Or, hear me out, some of those in the media want to pretend that this is a disease that affects only old people so that we can re-open the economy and force “essential workers“ back to work, sacrificing their health for the economy while cutting off unemployment benefits while the business owners stay home & safe.
In other words, some people want to politicize what is in fact a medical issue. To pretend a pandemic isn’t a pandemic because “the economy!”.
And the fact is, we don’t know who this actually affects and how. We don’t know anywhere near enough about this pandemic to make sweeping judgments about who it affects and how.
there have been both old people and young affected. Healthy and unhealthy. A 40-something marathon runner dead in a week from it. A 90-something year old WWII vet with all sorts of maladies who survived it. Or a 30-something nurse I knew who passed away after a 5 week battle with it.
What we know now is so much different than what we knew at the beginning of this.
We see large swaths of elderly dying because they’re in homes with concentrated populations of people with age & other preexisting conditions. That tends to skew the numbers to where people say “see! It disproportionately effects old people! Young people have nothing to worry about”.
except now we know that’s just another false narrative. It will effect any large population in a small area & we still don’t know what underlying conditions make people more susceptible.
For a short time people blamed the obese - because that’s always an easy target for people who aren’t obese to blame victims for their own demise. Then we see an otherwise healthy, not obese 6 year old girl die & narratives go out the window.
what we do know is that
• anyone can get it
• it’s a disease that attacks blood vessels - which explains the broad spectrum of symptoms.

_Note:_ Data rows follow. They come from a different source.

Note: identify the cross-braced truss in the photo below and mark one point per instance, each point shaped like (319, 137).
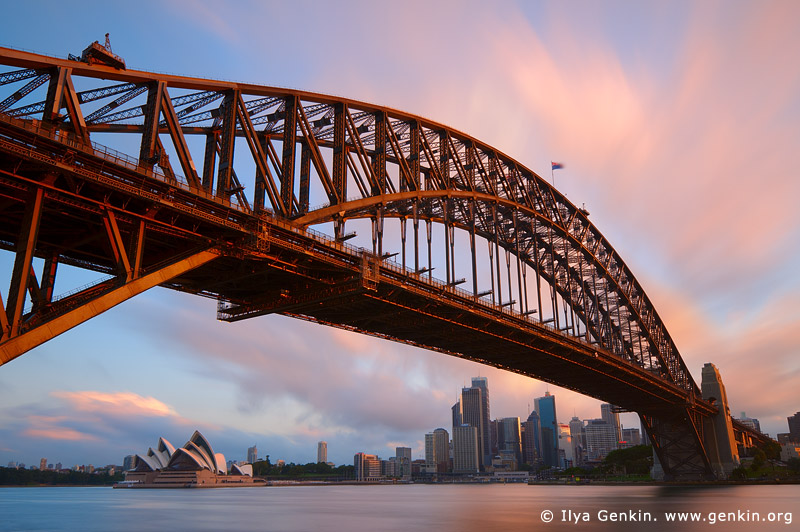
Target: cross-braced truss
(549, 268)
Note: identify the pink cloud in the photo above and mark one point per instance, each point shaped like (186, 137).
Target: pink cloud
(117, 404)
(48, 427)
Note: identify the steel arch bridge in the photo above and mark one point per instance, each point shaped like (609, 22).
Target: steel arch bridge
(550, 298)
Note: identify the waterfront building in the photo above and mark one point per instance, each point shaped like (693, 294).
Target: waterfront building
(389, 468)
(472, 415)
(630, 438)
(532, 440)
(509, 438)
(322, 452)
(566, 446)
(466, 458)
(794, 427)
(441, 444)
(403, 459)
(790, 450)
(578, 440)
(430, 453)
(482, 383)
(601, 439)
(367, 466)
(456, 412)
(495, 437)
(437, 451)
(193, 465)
(750, 422)
(546, 408)
(610, 416)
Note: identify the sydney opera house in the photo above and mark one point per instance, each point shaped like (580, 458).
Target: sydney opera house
(195, 465)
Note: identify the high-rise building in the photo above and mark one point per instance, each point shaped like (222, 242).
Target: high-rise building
(430, 453)
(483, 384)
(252, 454)
(532, 439)
(566, 445)
(403, 462)
(441, 444)
(794, 427)
(546, 408)
(630, 438)
(437, 451)
(750, 422)
(367, 466)
(509, 439)
(611, 417)
(466, 458)
(456, 410)
(578, 439)
(472, 415)
(601, 439)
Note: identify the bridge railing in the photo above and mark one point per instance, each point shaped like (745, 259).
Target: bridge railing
(39, 128)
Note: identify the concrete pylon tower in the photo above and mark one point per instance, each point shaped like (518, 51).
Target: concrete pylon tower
(719, 441)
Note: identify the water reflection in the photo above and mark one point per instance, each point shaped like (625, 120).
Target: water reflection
(462, 508)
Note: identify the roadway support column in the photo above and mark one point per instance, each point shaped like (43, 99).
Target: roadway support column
(26, 244)
(719, 438)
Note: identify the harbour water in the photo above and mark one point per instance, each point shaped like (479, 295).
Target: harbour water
(462, 508)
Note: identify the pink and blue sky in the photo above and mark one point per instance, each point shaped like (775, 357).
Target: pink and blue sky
(679, 127)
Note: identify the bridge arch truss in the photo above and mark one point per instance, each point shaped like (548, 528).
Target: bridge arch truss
(269, 153)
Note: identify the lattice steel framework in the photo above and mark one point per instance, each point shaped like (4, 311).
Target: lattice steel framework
(363, 162)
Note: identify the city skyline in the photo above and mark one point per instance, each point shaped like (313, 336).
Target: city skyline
(650, 108)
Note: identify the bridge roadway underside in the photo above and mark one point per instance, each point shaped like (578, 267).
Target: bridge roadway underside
(123, 222)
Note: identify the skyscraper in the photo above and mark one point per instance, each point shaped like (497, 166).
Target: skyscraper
(485, 436)
(578, 439)
(430, 453)
(472, 415)
(794, 427)
(441, 445)
(532, 439)
(546, 408)
(566, 445)
(508, 437)
(750, 422)
(600, 439)
(367, 467)
(612, 418)
(403, 462)
(465, 449)
(456, 409)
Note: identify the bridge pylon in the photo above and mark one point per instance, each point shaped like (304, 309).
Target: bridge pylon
(719, 434)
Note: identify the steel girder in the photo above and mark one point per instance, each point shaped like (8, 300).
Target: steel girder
(397, 165)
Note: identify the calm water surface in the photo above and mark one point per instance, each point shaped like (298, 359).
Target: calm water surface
(462, 508)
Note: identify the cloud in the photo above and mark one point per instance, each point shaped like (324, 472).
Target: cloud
(48, 427)
(121, 404)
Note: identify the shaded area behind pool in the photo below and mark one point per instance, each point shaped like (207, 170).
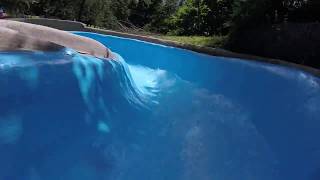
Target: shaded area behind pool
(158, 113)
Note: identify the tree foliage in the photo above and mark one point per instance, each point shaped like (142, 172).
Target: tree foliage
(181, 17)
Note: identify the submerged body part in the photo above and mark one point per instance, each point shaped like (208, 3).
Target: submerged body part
(23, 36)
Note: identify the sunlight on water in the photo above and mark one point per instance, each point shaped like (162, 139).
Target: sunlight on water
(64, 115)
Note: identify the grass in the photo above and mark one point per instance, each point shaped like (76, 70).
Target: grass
(211, 41)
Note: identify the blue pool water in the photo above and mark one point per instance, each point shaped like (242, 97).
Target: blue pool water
(157, 113)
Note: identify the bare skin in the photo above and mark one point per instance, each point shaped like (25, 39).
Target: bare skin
(23, 36)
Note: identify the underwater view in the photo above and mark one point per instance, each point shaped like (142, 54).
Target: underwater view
(155, 113)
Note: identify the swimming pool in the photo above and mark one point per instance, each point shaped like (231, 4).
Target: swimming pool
(156, 113)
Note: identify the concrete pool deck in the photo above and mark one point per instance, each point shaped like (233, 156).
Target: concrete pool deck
(78, 26)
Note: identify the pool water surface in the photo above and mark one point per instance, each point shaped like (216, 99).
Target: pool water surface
(156, 113)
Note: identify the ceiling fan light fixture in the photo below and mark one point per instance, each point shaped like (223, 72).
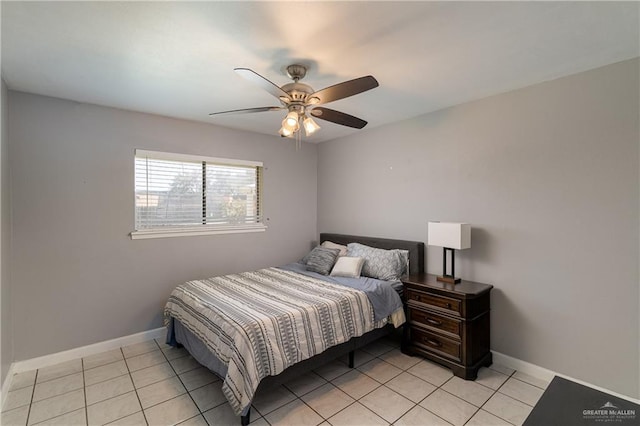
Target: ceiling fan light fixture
(310, 126)
(285, 133)
(291, 120)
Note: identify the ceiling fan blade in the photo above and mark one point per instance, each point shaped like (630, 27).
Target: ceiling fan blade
(345, 89)
(338, 117)
(248, 110)
(259, 80)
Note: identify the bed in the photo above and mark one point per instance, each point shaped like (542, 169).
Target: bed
(262, 328)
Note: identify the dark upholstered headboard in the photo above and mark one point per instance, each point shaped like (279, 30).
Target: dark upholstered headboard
(416, 248)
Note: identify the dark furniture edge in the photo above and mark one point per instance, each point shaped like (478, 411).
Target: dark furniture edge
(416, 248)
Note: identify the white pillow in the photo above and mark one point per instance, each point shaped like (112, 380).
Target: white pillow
(329, 244)
(347, 267)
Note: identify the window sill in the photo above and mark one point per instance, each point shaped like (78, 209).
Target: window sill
(194, 231)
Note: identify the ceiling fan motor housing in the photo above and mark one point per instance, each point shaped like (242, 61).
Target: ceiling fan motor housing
(296, 72)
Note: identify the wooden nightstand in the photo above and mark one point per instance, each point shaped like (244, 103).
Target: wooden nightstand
(448, 324)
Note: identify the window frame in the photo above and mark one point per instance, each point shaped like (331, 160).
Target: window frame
(205, 229)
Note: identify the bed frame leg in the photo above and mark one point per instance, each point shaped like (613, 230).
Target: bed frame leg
(244, 420)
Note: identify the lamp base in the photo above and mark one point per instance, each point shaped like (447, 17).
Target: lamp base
(448, 279)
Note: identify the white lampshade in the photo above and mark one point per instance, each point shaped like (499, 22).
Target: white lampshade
(450, 235)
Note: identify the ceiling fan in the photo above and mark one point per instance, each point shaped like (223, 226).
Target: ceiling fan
(302, 102)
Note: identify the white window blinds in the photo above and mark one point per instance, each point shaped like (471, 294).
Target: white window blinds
(180, 194)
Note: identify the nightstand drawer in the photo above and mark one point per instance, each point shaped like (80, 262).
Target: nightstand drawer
(439, 322)
(436, 343)
(440, 302)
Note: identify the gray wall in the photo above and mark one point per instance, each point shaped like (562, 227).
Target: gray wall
(77, 276)
(6, 344)
(548, 177)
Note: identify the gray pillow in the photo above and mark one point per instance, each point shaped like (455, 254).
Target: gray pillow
(388, 265)
(321, 260)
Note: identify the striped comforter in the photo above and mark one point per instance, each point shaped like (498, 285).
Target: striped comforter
(261, 322)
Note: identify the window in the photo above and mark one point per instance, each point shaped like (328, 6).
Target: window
(178, 195)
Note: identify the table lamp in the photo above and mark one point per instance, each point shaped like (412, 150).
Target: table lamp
(450, 236)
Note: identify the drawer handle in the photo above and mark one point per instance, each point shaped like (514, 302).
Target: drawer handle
(434, 322)
(433, 342)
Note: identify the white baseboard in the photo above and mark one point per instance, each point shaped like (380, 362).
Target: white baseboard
(81, 352)
(7, 384)
(84, 351)
(543, 373)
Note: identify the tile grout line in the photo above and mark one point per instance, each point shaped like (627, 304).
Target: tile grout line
(497, 391)
(183, 385)
(35, 381)
(84, 389)
(135, 389)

• A large number of deaths have not been attributed to COVID19 that should have been. Ex: Florida had the lowest COVID death rate of any state for a month or so, yet somehow 5000 people died of “pneumonia” in a 5 week period. The annual average was like 700.
• Strokes & embolisms are now being identified as a symptom.
• a % of those who get it will become much more sick than others
• a % of those people will require hospitalization
• a % of them will need a ventI later
• About 60% of that last group will die a horrible death.
what we do not actually know, but people think we know:
• what underlying factors contribute to who gets it & how bad
• what the long term effects might be.
it is that last bullet I’m concerned with for NFL talk. Because like chicken pox -> shingles, there may be some long-term impacts of this disease that we simply do not know about. And those might be in effect regardless of how severe someone’s symptoms are.
i’m not saying I know for a fact there will be long-term or recurring symptoms. I’m not a scientist & unlike some in here I won’t pretend to know how *anyone* who contracts it will recover, much less Their long-term prognosis.
all we know is that we just don’t know enough. And because of that, anyone who gets this, no matter how mildly, can’t be dismissed as “‘no risk”.
Does that mean you shouldn’t draft Zeke in dynasty? I have no idea. I probably would.
but I would do it knowing that there is risk. And that risk is greater than Zeke choking on steak or driving himself to work, because he does in fact have COVID19, allegedly.